U.S Army Seeks Faster Target Recognition and Detection Capability
Defense News - The US Army has issued a request for industry input on an enhanced target recognition and detection capability utilizing machine learning (ML) algorithms. The objective is to significantly reduce the sensor-to-shooter engagement time, thereby enhancing attack efficiency.
Unlike the current system, the sought-after capability should be versatile enough to detect generic classes of targets rather than being limited to specific identifications. This shift aims to prevent the risk of missing potential targets due to inadequately trained algorithms. The current system relies on an extensive training image database for specific targets, each captured under a range of conditions, such as different terrains, target poses, lighting, and partial occlusion.
The US Army highlights that the existing requirement poses limitations in detecting targets under new and untrained conditions. The recently-issued request for information (RFI) emphasizes the need for a machine learning-optimized target recognition and detection solution capable of handling both trained and untrained targets in various environmental conditions.
According to the notice, the new solution should exhibit enhanced reliability to ensure consistent dependability for soldiers across different mission types and environmental conditions. Soldiers should also be able to operate and troubleshoot the capability without sacrificing performance.
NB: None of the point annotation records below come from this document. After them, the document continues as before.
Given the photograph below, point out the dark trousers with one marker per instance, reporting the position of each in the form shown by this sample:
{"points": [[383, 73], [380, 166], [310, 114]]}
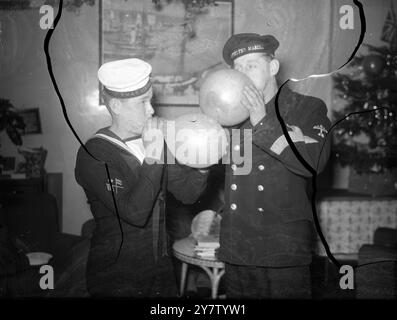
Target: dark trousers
{"points": [[248, 282]]}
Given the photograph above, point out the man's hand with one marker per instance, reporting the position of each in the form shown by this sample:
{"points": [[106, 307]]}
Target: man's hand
{"points": [[254, 101], [153, 138]]}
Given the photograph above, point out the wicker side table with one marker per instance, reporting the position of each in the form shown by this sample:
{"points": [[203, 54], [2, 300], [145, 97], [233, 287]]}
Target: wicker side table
{"points": [[184, 250]]}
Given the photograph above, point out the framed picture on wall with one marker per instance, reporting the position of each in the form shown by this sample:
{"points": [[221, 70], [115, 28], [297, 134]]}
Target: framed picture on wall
{"points": [[182, 44], [31, 118]]}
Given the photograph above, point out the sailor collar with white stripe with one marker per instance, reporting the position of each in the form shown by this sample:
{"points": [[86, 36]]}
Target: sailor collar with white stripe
{"points": [[133, 145]]}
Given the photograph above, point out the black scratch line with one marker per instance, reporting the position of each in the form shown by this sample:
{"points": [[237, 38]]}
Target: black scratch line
{"points": [[295, 150]]}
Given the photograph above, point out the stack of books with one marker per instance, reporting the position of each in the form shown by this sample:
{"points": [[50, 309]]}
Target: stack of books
{"points": [[206, 246]]}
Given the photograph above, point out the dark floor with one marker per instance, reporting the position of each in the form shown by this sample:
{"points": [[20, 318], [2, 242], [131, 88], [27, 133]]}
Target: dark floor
{"points": [[325, 282]]}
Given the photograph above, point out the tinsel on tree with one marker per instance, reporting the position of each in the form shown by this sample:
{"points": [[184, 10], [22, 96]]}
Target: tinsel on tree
{"points": [[367, 141]]}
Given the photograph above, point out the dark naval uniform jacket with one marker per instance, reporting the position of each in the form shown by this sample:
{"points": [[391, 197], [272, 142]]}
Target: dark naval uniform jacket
{"points": [[121, 260], [267, 220]]}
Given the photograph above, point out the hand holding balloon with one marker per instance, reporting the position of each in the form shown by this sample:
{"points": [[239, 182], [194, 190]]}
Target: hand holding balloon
{"points": [[221, 94], [254, 101], [153, 139]]}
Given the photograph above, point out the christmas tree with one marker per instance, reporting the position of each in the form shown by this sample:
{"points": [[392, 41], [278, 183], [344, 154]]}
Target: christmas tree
{"points": [[367, 141]]}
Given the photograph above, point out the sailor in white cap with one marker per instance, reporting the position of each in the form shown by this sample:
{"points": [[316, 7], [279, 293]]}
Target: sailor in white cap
{"points": [[128, 248]]}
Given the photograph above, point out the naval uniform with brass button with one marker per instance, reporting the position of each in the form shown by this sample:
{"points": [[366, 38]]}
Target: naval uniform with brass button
{"points": [[267, 220]]}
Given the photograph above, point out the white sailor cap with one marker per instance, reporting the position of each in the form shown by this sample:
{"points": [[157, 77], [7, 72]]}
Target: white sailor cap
{"points": [[125, 78]]}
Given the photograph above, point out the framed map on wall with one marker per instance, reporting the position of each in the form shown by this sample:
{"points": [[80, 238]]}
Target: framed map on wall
{"points": [[182, 44]]}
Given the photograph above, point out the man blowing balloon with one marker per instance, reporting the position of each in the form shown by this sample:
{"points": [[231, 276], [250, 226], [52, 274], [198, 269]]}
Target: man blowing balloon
{"points": [[266, 228], [127, 256]]}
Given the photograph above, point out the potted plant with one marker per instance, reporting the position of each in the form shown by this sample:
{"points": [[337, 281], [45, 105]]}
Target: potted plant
{"points": [[11, 122]]}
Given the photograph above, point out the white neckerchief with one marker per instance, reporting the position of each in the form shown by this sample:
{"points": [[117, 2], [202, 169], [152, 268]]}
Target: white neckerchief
{"points": [[135, 147]]}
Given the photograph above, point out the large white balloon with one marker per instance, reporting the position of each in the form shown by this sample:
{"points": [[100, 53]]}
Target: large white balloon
{"points": [[198, 141], [221, 94]]}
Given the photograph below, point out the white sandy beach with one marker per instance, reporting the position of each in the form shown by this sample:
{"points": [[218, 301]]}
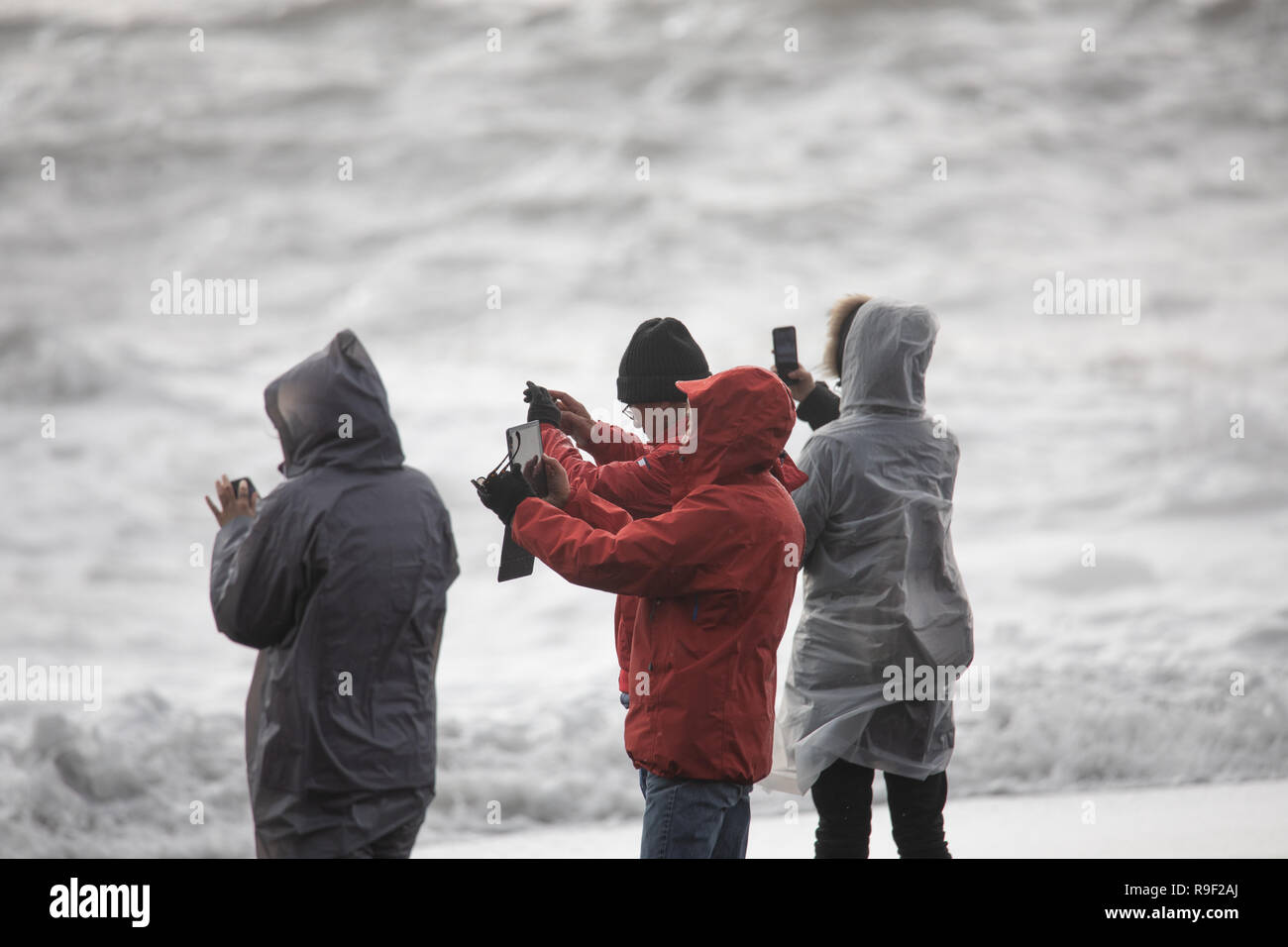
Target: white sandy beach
{"points": [[1218, 821]]}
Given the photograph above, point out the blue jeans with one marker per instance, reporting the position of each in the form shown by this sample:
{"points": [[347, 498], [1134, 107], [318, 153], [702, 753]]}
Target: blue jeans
{"points": [[695, 818]]}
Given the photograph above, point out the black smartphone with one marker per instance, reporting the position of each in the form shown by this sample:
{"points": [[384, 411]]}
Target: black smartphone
{"points": [[785, 352], [523, 447], [523, 442]]}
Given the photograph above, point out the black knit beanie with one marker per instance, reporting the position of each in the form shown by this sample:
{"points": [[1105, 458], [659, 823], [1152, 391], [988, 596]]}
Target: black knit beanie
{"points": [[660, 354]]}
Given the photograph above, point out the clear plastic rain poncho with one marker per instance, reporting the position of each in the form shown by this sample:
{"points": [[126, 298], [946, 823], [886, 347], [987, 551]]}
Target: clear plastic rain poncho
{"points": [[881, 585]]}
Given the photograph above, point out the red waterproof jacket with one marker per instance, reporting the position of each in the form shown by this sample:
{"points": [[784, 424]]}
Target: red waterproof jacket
{"points": [[713, 577], [638, 476]]}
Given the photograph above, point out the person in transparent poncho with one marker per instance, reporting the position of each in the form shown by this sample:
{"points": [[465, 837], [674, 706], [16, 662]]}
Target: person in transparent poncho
{"points": [[883, 592]]}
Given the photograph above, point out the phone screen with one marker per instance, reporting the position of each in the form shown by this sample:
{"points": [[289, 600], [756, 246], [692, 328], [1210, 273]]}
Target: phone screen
{"points": [[785, 350], [523, 442]]}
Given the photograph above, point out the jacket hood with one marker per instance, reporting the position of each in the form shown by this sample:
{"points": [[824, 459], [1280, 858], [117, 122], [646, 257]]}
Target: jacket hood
{"points": [[307, 405], [741, 420], [887, 354]]}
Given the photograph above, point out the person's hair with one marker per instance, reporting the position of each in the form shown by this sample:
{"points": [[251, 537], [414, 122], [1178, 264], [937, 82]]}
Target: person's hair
{"points": [[838, 321]]}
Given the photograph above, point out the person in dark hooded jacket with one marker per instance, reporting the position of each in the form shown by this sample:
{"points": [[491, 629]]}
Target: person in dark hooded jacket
{"points": [[339, 578]]}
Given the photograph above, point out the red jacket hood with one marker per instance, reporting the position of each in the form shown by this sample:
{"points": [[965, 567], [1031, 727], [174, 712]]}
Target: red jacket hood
{"points": [[739, 423]]}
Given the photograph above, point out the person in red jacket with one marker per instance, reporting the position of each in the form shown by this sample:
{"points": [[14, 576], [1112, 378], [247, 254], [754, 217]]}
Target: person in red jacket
{"points": [[713, 577], [627, 471]]}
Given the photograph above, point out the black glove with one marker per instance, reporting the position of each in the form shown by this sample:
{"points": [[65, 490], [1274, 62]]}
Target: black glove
{"points": [[541, 406], [502, 492]]}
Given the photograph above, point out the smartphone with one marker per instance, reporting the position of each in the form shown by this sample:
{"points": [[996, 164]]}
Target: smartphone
{"points": [[522, 445], [785, 352], [523, 442]]}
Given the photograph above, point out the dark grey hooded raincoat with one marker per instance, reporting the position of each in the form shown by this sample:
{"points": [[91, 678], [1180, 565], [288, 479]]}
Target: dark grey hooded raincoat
{"points": [[340, 581]]}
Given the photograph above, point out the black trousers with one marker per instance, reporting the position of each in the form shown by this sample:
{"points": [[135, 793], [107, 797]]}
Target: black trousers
{"points": [[842, 796]]}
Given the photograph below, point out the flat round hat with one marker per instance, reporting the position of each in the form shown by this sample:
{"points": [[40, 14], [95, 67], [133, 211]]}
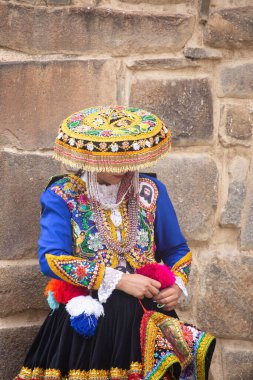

The RFI specifies that the software must be designed in a way that facilitates rapid upgrades to the latest algorithms, preferably in an automated, cyber-secure fleet management fashion. This emphasis on agility and security is crucial for keeping the technology up-to-date and resilient.
Interested companies have until January 12, 2024, to respond to the request. Responses are expected to provide detailed answers to 32 questions, covering aspects such as the solution ability to track multiple targets moving at maximum speeds. The US Army quest for an advanced ML-driven target recognition system underscores the military commitment to leveraging cutting-edge technology for improved operational capabilities.